Newer LLMs are getting worse at some things
Joe Wilkins writing for Futurism: AI Chatbots Are Becoming Even Worse at Summarizing Data
Alarmingly, the LLMs' rate of error was found to increase the newer the chatbot was â the exact opposite of what AI industry leaders have been promising us. This is in addition to a correlation between an LLM's tendency to overgeneralize with how widely used it is, "posing a significant risk of large-scale misinterpretations of research findings," according to the study's authors.
Yesterday I posted about how we don't really understand why (not "how", but "why") LLMs work as well as they do, and this study showing that the most advanced the chatbot gets, the more likely it is to make certain errors around data summarization is fascinating.

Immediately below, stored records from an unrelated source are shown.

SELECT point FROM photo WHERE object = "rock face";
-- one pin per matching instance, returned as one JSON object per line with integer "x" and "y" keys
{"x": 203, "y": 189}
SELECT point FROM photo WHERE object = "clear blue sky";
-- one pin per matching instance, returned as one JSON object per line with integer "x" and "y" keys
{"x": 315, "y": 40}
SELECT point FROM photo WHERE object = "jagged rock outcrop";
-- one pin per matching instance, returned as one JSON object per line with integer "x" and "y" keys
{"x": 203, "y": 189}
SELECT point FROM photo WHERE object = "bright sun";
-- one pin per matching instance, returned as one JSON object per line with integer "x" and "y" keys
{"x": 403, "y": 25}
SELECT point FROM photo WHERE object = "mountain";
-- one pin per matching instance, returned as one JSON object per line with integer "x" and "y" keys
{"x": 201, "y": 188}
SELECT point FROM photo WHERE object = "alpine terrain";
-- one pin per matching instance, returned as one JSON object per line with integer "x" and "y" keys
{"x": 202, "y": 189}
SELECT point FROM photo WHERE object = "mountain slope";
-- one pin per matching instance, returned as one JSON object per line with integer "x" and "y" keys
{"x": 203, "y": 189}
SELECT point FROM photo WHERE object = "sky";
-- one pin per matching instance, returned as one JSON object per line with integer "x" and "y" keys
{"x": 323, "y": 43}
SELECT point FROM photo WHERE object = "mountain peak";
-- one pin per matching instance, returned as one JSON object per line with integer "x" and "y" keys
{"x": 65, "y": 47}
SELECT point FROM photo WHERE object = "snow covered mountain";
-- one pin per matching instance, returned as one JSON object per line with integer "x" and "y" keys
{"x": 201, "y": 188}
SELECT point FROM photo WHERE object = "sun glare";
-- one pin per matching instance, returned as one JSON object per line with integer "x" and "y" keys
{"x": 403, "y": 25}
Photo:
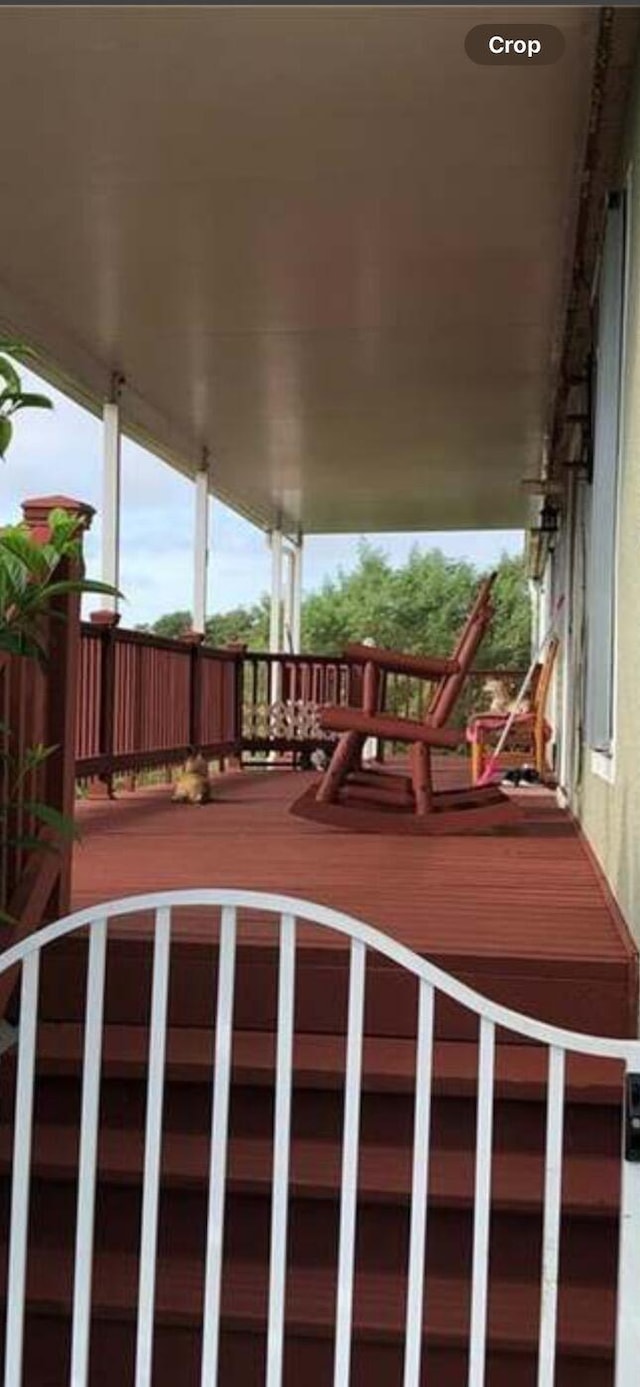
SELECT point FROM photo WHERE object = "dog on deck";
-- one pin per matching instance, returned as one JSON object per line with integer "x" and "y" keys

In early 2023 AI boosters were like "if we see LLMs get better at this rate forever, they're going to be insanely smart in no time!" Yet, since GPT-4's release 2 years ago, it really feels like the advances are pretty minor. Sure, the tooling is getting better, but most of these gains seem to be to be us finding more effective ways to use the models, not the models themselves getting meaningfully better. Even the "thinking" models we've seen post Deepseek R1 have been largely been customized models that are to to use chain-of-thought responses which we've found helps them get to better answers.
I'm not denying that models are improving, but I just look at my own experience and stories like this, and it really feels like we had a massive breakthrough in late 2022 that lead to ChatGPT's historic launch, we had some meaningful improvements in the 6 months after that, and ever since then the model gains have been marginal. I'm sure an expert could tell me all the ways the new models are better, but I just don't feel it from the user side.

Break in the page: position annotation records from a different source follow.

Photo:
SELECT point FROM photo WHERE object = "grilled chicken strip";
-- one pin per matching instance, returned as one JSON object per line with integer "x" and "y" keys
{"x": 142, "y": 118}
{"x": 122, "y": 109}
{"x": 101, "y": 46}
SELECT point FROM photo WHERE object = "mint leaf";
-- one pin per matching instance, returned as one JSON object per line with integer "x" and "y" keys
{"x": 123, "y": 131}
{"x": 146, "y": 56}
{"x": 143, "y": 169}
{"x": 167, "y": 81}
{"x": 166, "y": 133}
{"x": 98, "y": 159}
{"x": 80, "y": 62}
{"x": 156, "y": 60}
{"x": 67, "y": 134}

I guess what I'm getting at is I'm still not convinced that LLMs are on an unstoppable march upwards. Maybe something will change and we'll understand "why" they work or some other major insights that enable us to make some breakthroughs, but it just feels to me like we're finding new and interesting ways to use models of a general performance level to enhance their outputs rather than seeing the models themselves approach anything remotely close to "AI". And honestly, LLMs are still a massively impactful technology, even if they never get much better for day-to-day things than they are today.